Rousseanu merekomendasikan agar guru dapat mengetahui minat pada anak, agar mudah untuk
mengetahui perkembangannya. Salah satu metode pengembangan bahasa adalah dengan
bercerita (story telling). Story telling sebagai alat pembelajaran dapat meningkatkan
kemampuannya dalam berbicara atau mengkomunikasikan pikiran dan perasaannya dengan jelas.

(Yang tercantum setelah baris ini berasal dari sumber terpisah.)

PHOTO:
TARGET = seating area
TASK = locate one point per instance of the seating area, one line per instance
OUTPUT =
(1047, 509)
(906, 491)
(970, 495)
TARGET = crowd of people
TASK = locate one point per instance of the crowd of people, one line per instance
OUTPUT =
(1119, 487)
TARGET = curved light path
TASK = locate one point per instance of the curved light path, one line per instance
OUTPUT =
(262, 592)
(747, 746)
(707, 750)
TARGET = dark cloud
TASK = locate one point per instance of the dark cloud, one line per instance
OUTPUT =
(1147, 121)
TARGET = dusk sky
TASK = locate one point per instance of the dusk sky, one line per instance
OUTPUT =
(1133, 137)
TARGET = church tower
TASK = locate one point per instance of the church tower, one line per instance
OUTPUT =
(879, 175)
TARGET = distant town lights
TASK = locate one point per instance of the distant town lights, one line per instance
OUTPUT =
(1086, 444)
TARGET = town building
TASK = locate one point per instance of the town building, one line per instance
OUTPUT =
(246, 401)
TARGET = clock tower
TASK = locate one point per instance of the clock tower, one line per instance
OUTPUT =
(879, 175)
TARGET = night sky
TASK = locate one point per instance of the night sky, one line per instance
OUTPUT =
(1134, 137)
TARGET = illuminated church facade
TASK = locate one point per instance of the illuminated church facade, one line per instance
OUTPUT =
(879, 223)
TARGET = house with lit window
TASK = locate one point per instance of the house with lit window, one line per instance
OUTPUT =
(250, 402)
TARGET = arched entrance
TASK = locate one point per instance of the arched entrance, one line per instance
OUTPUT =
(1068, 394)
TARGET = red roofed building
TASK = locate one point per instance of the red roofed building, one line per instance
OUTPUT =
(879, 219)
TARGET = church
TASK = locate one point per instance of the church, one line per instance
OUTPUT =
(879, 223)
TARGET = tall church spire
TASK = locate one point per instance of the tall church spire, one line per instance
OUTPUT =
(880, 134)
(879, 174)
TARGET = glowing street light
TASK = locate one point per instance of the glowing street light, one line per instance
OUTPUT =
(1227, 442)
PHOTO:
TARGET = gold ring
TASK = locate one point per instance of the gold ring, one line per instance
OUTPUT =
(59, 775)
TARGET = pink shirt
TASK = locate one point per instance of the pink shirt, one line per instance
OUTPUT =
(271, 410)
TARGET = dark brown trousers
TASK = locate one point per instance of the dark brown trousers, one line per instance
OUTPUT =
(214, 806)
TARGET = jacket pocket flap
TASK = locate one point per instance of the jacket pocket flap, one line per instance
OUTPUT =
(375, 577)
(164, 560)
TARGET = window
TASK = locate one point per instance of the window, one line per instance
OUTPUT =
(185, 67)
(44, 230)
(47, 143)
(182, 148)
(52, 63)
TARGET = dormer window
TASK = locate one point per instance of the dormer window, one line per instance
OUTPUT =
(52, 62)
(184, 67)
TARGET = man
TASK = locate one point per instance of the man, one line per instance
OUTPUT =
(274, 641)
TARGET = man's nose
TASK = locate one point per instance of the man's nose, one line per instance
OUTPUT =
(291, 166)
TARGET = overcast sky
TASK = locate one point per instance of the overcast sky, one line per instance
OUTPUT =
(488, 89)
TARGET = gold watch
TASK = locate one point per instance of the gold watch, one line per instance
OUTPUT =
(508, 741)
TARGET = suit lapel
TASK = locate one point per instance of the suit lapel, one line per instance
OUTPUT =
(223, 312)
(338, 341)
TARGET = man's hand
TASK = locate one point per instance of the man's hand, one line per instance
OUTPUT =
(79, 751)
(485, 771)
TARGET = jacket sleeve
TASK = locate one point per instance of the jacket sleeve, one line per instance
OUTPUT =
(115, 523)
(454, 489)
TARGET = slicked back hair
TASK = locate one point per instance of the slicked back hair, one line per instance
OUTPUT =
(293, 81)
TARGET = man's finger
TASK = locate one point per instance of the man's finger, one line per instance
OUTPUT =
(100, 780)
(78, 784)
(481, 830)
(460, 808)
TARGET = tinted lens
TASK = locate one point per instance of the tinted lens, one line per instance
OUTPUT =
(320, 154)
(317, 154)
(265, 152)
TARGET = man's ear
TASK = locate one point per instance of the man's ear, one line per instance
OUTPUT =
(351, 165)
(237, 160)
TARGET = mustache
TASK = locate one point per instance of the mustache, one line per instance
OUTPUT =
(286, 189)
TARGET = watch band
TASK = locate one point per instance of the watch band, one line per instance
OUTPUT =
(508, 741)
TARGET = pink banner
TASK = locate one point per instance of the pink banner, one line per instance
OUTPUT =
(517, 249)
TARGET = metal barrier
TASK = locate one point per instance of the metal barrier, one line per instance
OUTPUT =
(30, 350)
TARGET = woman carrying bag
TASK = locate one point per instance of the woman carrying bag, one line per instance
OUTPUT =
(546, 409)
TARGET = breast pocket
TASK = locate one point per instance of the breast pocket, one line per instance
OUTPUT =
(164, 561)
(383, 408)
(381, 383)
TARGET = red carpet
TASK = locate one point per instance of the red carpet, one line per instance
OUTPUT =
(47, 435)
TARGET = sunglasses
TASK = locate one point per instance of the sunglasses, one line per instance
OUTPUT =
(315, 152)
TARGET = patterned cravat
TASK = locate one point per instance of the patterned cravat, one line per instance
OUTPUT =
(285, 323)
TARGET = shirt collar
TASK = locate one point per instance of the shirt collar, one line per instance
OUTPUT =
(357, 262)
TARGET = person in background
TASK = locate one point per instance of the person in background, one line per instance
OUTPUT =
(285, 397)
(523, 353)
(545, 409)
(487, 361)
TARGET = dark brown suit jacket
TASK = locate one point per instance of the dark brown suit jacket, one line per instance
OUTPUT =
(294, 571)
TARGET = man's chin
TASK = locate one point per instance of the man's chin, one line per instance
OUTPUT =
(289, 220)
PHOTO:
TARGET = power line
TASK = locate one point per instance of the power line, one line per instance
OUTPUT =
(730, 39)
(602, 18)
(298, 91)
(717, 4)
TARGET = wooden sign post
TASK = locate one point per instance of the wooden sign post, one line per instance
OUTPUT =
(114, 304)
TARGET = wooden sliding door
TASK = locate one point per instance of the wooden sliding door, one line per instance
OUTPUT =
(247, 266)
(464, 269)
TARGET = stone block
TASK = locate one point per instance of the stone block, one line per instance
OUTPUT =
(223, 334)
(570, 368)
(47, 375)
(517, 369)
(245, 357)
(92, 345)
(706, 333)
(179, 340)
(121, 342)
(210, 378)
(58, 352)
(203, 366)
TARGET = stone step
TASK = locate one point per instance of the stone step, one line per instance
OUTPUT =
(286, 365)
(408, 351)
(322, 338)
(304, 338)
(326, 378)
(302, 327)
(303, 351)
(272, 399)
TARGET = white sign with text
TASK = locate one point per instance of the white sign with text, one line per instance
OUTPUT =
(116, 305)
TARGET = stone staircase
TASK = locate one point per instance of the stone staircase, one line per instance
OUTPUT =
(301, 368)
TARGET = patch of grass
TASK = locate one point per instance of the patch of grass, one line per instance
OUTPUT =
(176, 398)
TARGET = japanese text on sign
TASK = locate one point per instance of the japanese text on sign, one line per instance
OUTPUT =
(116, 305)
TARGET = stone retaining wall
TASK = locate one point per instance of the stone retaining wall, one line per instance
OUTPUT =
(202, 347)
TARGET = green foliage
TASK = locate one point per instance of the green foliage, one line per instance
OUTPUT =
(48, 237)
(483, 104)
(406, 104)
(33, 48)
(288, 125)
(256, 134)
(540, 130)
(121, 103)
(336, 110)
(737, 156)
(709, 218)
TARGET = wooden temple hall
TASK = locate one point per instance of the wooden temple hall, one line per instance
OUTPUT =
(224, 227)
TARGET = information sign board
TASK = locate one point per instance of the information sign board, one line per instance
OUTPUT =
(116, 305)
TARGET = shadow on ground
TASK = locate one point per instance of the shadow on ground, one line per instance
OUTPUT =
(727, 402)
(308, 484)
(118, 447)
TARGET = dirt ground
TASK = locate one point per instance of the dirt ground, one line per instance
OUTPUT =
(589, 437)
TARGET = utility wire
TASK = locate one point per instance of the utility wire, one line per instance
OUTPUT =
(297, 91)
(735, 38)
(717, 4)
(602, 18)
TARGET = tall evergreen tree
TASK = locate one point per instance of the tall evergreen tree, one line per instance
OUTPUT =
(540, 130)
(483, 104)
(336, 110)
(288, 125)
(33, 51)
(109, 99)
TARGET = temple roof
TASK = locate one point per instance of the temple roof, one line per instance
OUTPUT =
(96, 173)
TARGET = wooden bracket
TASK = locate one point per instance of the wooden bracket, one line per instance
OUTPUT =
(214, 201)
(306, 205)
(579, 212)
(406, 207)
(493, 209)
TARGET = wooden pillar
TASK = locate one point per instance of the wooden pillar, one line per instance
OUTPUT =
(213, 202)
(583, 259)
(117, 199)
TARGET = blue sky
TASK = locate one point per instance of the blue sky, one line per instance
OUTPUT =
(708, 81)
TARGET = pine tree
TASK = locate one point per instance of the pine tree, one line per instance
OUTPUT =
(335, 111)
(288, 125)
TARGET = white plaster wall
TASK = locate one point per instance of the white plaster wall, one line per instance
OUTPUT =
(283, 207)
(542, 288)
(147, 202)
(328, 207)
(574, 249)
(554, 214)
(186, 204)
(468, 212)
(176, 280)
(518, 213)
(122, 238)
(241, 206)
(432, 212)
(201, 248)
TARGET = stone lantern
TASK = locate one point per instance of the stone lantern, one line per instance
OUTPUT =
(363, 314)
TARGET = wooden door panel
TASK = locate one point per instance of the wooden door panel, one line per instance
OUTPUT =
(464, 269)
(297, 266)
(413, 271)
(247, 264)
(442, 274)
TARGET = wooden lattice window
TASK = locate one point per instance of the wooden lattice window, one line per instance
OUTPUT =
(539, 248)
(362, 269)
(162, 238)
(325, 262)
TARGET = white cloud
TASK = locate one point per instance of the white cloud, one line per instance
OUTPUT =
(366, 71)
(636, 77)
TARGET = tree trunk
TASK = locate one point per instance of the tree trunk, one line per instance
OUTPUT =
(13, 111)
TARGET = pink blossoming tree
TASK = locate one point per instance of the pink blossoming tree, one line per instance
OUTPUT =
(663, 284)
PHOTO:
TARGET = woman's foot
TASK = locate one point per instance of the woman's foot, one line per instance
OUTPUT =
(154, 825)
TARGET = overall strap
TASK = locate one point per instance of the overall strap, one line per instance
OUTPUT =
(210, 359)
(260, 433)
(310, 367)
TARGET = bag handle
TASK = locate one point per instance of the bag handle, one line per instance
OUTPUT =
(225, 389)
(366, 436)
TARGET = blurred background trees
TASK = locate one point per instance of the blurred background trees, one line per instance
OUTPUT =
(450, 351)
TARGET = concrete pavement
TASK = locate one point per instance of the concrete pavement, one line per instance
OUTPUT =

Keterkaitan Storytelling terhadap Kemampuan Berbicara

Berbicara merupakan kemampuan yang tidak dapat dikuasai dengan sendirinya, tetapi
perlu ada kegiatan yang dapat mempermudah anak dalam mengembangkan kemampuan tersebut
dan disini salah satunya yaitu dengan bercerita. Pada usia 4-6 tahun pada umumnya anak senang
mendengarkan cerita yang sederhana. Bercerita merupakan peluang besar untuk mengeksplorasi
anak dan juga sebagai alat pembelajaran yang membuat anak lebih mudah mengekspresikan
perasaan mereka. Selain itu juga dapat menambah kosa kata dalam merangkai kata pada anak
sesuai dengan perkembangannya. Pravamayee Samantaray menyatakan beberapa karakteristik
dari kegiatan bercerita yaitu memancing rasa ingin tau, membangkitkan imajinasi dan minat anak
pada keterampilan, meningkatkan keterampilan mendengar dan komunikasi lisan, proses
kegiatan yang interaktif dan kooperatif.

Berdasarkan uraian diatas , diketahui keterkaitan antara storytelling atau bercerita


terhadap kemampuan berbicara pada anak adalah dengan melalui storytelling ada peningkatan
penguasaan jumlah kosakata. Selain itu dengan adanya kegiatan storytelling bisa merangsang
daya imajinasi dan kreativitas anak, melatih bahasa dan ekspresi verbal. Storytelling ini juga
meningkatkan komunikasi lisan dan mendorong anak untuk lebih ekspresif yang mendukung
perkembangan mendengar anak untuk membantu kemampuan berbicara anak dengan baik.
Selain itu juga bisa membantu anak dalam merangkai kata-kata untuk berbicara.